Après analyse multivariée en prenant comme référence un groupe d’hypertendus contrôlés au cabinet et
à domicile, le RR d’évènements CV était 2 fois plus élevé en cas d’HTA masquée (RR: 2.06 IC 95%
1.22-2.4) et d’HTA non contrôlée (RR: 1.96 IC95% 1.27-3.02).
L’hypertension masquée serait aussi voire plus dangereuse qu’une hypertension classique en terme de
risque cardiovasculaire justifiant l’importance de réaliser une automesure tensionnelle afin de la
dépister, et d’adapter le traitement plus précocement.
L’étude de cohorte Française des Trois Cités (10), publiée en 2013 dans Journal of Hypertension,
évaluant le risque à 1 an de développer une HTA permanente chez des sujets âgés non traités ayant soit
une HTA blouse blanche soit une HTA masquée ; a retrouvé sur une cohorte de 1481 patients âgés de 73
à 97 ans une prévalence d’HTA masquée non négligeable, de l’ordre de 40%, et un risque à 1 an de
développer une HTA permanente multiplié par 17 (OR = 16.8, P < 0.0001).
L’étude PAMELA retrouvait les mêmes constatations, le risque de développer une HTA permanente était
plus élevé chez les personnes présentant initialement une HTA masquée avec un OR de 1.78
(p<0.0001). (8)
10
La pratique des mesures ambulatoires et plus particulièrement d’automesure est donc particulièrement
indiquée chez les sujets âgés.
Méconnaitre cette forme d’HTA expose à un sous diagnostic et un sur-risque cardiovasculaire; les
mesures ambulatoires sont donc indispensables en complément de la mesure conventionnelle.
Outre l’AMT, il existe la MAPA. Ces deux méthodes ne sont pas compétitives mais complémentaires,
répondant à des besoins différents.
II. Automesure :
L’automesure tensionnelle, consiste à la prise de tension au domicile par le patient lui-même de manière
répétée sur plusieurs jours. Le diagnostic d’hypertension est obtenu quand la PA moyenne
≥135/85mmHg.
A. Preuve de son intérêt:
De nombreuses études ont été menées concernant l’AMT, cette méthode a fait la preuve de son intérêt
dans le diagnostic, du fait de sa meilleure spécificité par rapport à la mesure au cabinet et d’une bonne
sensibilité.
Dans une méta-analyse de 20 études (5) comparant la sensibilité et spécificité des mesures tensionnelles
prises au cabinet et par l’AMT, en prenant comme gold standard la MAPA ; la sensibilité de l’AMT
était identique à celle de la mesure au cabinet médical mais sa spécificité était par contre
supérieure.
Ainsi, l’AMT ne doit pas se substituer aux mesures du cabinet mais doit se faire en complément afin de
dépister les faux positifs et les faux négatifs.
11
Cette méta-analyse montrait notamment que :
- l’AMT est un meilleur outil de mesure que la mesure au cabinet pour établir le diagnostic d’HTA
mais n’est pas meilleure que la MAPA.
- pour des niveaux tensionnels élevés l’AMT est moins sensible et moins spécifique que la MAPA
pour le diagnostic d’HTA.
- pour des chiffres tensionnels bas l’AMT est plus sensible et moins spécifique que la MAPA pour le
diagnostic d’HTA.
Par ailleurs, sa valeur pronostique dans l’évaluation du risque d’évènements CV est bien établie et est
supérieure à celle de la mesure clinique. L’étude Ohasama a montré en suivant 1789 patients japonais
pendant 6,6 ans qu’il existait un lien entre les valeurs de PA systolique en AMT et la mortalité CV ; en
effet une augmentation de 1 mmHg de PAS en AMT augmente la mortalité CV de 2 %. (11)

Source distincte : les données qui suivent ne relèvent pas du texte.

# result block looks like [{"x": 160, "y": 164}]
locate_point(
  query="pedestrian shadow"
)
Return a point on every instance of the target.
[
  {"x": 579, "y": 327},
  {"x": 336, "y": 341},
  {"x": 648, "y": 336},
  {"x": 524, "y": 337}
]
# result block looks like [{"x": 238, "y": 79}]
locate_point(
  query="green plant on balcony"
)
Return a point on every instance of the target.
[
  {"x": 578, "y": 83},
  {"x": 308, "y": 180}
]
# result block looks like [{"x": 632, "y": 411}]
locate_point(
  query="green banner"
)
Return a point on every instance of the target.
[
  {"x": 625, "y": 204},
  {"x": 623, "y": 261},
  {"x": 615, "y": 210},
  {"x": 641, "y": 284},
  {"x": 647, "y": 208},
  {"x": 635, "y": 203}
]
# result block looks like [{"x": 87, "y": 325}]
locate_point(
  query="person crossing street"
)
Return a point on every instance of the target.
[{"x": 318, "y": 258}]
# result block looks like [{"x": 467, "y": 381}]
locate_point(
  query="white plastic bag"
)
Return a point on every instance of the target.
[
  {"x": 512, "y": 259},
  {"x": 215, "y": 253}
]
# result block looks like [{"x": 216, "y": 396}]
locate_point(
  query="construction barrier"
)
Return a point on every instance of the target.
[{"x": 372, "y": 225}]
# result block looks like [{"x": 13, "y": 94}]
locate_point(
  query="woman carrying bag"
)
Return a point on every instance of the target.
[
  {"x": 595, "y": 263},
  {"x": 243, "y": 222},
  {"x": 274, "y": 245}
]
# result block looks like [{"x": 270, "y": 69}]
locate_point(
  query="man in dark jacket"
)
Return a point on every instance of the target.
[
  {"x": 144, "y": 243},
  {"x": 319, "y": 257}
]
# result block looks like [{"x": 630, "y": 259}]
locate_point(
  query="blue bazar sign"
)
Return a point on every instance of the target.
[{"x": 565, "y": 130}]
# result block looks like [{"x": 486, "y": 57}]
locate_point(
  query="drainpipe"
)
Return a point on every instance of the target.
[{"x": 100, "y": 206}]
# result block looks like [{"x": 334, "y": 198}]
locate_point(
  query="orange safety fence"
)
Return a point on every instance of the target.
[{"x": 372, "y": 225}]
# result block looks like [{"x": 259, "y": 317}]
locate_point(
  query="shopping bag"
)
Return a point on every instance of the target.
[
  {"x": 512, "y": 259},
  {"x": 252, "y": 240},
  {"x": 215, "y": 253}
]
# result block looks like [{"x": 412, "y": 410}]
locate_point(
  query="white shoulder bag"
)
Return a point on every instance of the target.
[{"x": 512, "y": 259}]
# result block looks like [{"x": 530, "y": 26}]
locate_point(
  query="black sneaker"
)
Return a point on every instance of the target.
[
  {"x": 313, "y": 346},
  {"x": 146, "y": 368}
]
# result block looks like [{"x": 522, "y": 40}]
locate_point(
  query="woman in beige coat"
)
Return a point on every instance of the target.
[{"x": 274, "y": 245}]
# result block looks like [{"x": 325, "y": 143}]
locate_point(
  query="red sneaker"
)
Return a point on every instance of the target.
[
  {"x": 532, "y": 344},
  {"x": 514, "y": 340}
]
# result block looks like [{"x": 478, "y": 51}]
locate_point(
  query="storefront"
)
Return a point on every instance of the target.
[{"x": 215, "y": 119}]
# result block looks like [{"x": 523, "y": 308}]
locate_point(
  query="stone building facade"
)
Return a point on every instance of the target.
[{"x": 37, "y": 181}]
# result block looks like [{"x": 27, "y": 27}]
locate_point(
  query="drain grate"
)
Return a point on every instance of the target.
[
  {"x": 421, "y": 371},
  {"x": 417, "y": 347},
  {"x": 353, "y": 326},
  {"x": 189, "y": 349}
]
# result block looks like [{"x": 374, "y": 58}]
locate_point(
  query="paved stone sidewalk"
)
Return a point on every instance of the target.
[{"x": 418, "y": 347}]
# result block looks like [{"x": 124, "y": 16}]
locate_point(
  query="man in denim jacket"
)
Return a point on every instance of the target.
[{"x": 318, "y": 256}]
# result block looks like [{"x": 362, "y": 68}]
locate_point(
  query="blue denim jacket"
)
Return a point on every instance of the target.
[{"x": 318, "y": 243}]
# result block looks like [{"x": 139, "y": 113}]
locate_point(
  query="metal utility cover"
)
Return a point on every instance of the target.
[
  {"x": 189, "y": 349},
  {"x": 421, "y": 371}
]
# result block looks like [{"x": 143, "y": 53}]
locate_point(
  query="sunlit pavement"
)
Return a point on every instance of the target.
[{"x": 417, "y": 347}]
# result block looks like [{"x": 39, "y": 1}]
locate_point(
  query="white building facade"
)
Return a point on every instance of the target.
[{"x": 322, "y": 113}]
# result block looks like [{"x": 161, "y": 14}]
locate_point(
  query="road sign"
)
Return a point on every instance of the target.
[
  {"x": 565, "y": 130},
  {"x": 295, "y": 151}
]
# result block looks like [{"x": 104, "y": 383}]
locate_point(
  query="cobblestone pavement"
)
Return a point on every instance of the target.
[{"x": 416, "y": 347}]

L’étude SHEAF (6) rejoignait ces résultats en démontrant qu’une augmentation de PAS de 10 mmHg
en automesure était corrélée à une augmentation du risque d’événement CV de 17.2 % et qu’une
élévation de 5 mmHg de PA diastolique augmentait celui-ci de 11.7%. Par contre pour la même
augmentation avec la méthode conventionnelle il n’y’avait pas d’augmentation significative.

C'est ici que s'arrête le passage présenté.